これは、亡くなった方(被相続人)の財産を「誰が・どの割合で」相続できるかを法律で定めたルールのこと。

ただし、家族構成が複雑になると計算が難しく、トラブルに発展するケースも少なくありません。
特に、次のような場合は注意が必要です。

  • 再婚していて前妻(または前夫)との子どもがいる場合
  • 兄弟姉妹や甥・姪が相続人になる場合
  • 配偶者・子ども・親が同時に関わる場合

こうしたケースでは、「誰がどれくらいの割合で相続できるのか」「遺産をどう分けるか」をめぐって意見が食い違うことが多く、
最悪の場合、家庭裁判所での調停にまで発展することもあります。

そこで本記事では、
千葉県野田市をはじめとする地域の相続手続きを数多く支援してきた法務専門家の視点から、
法定相続分の基本の仕組み、家族構成別の相続割合の違い、トラブルを防ぐための実践的な対策
をわかりやすく解説します。


1. 法定相続分とは?


法定相続分とは、
民法によって定められた「相続財産の取り分の割合(=相続割合)」のことを指します。

つまり、遺産をどの相続人がどのくらいの割合で受け取るかを、法律であらかじめ決めている仕組みです。
たとえば、配偶者と子どもが相続人である場合、配偶者が1/2、子どもが全員で1/2というように、明確な基準が存在します。

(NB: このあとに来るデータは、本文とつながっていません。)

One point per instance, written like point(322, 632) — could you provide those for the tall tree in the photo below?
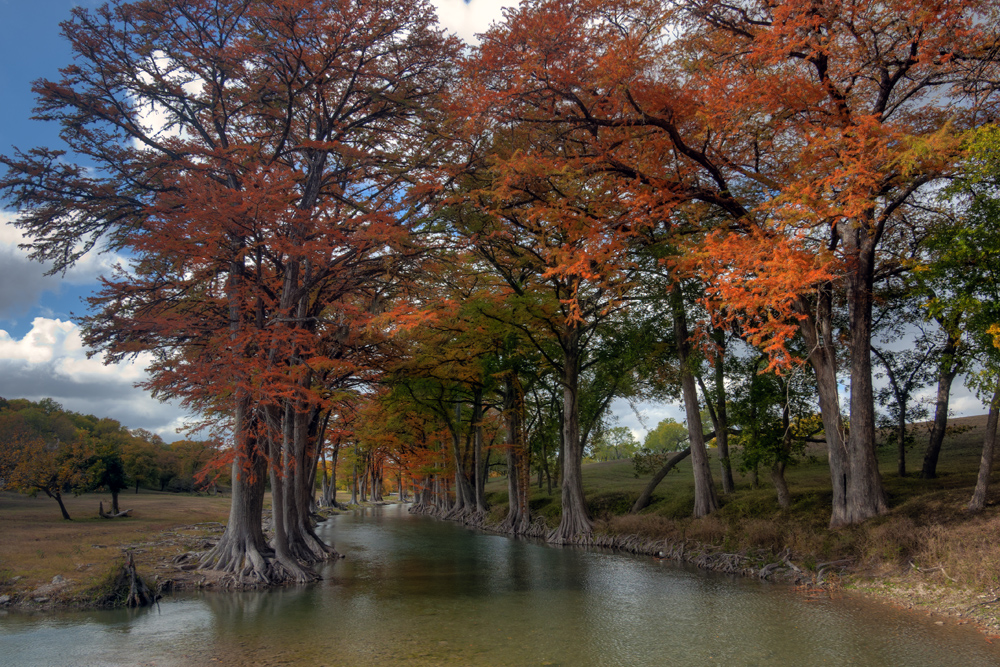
point(255, 157)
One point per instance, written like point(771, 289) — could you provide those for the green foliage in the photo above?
point(613, 444)
point(668, 436)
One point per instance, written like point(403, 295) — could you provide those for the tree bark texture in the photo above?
point(647, 493)
point(575, 522)
point(705, 500)
point(817, 330)
point(865, 495)
point(948, 369)
point(978, 501)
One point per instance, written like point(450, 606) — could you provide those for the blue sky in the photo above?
point(41, 354)
point(40, 350)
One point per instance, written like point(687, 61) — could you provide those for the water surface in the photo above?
point(418, 591)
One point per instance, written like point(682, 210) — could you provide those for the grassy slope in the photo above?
point(38, 544)
point(955, 556)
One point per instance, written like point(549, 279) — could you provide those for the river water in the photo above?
point(418, 591)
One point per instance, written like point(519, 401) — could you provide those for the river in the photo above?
point(419, 591)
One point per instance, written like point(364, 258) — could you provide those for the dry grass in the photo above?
point(38, 544)
point(927, 524)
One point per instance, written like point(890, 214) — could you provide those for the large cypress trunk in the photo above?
point(243, 552)
point(575, 522)
point(817, 330)
point(865, 495)
point(705, 499)
point(978, 501)
point(518, 518)
point(722, 416)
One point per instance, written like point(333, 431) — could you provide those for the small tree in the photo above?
point(33, 465)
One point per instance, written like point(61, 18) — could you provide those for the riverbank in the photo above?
point(926, 554)
point(47, 562)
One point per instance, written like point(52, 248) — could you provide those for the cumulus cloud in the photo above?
point(23, 281)
point(467, 19)
point(51, 362)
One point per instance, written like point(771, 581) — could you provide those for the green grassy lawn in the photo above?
point(926, 524)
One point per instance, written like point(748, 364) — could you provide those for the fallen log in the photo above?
point(105, 515)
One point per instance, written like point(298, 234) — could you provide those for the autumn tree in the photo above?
point(254, 158)
point(800, 132)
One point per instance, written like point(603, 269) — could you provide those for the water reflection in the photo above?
point(416, 591)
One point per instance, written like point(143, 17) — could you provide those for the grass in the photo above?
point(927, 538)
point(38, 544)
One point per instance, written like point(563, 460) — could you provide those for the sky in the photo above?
point(41, 354)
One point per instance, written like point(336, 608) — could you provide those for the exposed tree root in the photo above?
point(105, 515)
point(760, 564)
point(125, 588)
point(574, 528)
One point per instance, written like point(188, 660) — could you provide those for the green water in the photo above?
point(417, 591)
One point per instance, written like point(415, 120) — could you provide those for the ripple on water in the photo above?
point(417, 591)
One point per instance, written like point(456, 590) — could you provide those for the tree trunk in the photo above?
point(721, 415)
point(865, 495)
point(57, 496)
point(780, 486)
point(705, 500)
point(243, 551)
point(778, 468)
point(948, 369)
point(574, 522)
point(901, 439)
point(817, 330)
point(465, 496)
point(978, 501)
point(643, 500)
point(517, 476)
point(477, 426)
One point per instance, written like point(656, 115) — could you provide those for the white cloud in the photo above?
point(467, 19)
point(23, 281)
point(50, 361)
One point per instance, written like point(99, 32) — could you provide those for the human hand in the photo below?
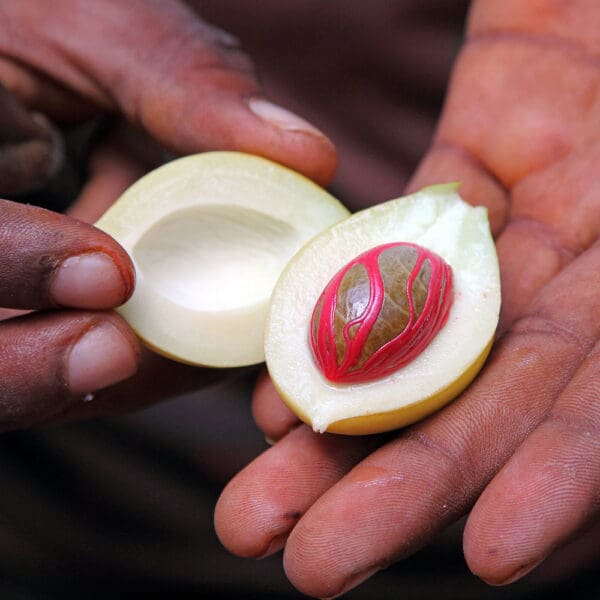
point(519, 449)
point(181, 86)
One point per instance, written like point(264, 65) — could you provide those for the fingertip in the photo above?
point(298, 144)
point(106, 353)
point(92, 280)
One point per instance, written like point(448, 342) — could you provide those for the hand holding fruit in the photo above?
point(169, 81)
point(518, 449)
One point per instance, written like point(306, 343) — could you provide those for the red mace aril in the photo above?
point(379, 312)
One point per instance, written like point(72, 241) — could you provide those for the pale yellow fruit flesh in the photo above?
point(435, 218)
point(209, 235)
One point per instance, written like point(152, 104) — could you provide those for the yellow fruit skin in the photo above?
point(387, 421)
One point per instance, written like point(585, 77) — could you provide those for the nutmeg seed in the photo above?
point(380, 312)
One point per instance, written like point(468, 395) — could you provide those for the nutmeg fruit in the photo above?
point(345, 362)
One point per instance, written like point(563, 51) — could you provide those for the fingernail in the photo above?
point(518, 574)
point(281, 117)
point(89, 281)
point(355, 580)
point(101, 357)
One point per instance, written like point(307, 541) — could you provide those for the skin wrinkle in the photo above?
point(537, 323)
point(548, 235)
point(453, 457)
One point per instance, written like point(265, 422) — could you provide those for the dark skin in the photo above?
point(518, 450)
point(524, 142)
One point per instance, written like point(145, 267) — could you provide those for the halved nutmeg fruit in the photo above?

ただし、被相続人(亡くなった方)が遺言書を残している場合は、その内容が法定相続分よりも優先されます。
一方で、遺言がない場合や内容が不明確な場合には、法律で定められた法定相続分の割合に従って遺産を分けることになります。

相続手続きの現場では、
「どの割合で分けるのが正しいのか」「誰にどれくらいの権利があるのか」
といった点でトラブルになることも多く、法定相続分の理解は非常に重要です。

また、兄弟姉妹・再婚相手・前妻(夫)の子どもなどが関係する場合には、
相続人の構成によって割合が大きく変わるため、専門家への相談や登記確認も欠かせません。

👉 法定相続分は、単なる“数字の割合”ではなく、
相続の公平性と家族間のバランスを保つために定められた、法律上の重要なルールなのです。

2. 相続人の順位

相続手続きにおいて「誰が相続人になるのか」は、民法で定められた“相続人の順位”によって決まります。
この順位は、亡くなった方(被相続人)との血縁関係の近さに基づいており、上位の順位の人がいる場合は下位の順位の人には相続権がありません。

法定相続人の順位は以下の通りです。

    • 第1順位:子ども(直系卑属)

最も優先されるのは、被相続人の子どもです。
すでに子が亡くなっている場合は、その子(孫)が代わりに相続します(「代襲相続」)。

    • 第2順位:父母(直系尊属)

子どもがいない場合、父母(または祖父母)が相続人となります。
このケースでは、親が等分して相続します。

    • 第3順位:兄弟姉妹

子どもも両親もいない場合に、兄弟姉妹が相続人になります。
ただし、兄弟姉妹がすでに亡くなっている場合は、その子(甥・姪)が代襲相続します。

そして、配偶者(夫または妻)は常に相続人です。
つまり、配偶者は上記の第1〜第3順位のいずれかと共同で相続することになります。

👉 たとえば、子どもがいれば「配偶者と子ども」で分け合い、
子どもがいない場合は「配偶者と親」、それもいなければ「配偶者と兄弟姉妹」で分ける形になります。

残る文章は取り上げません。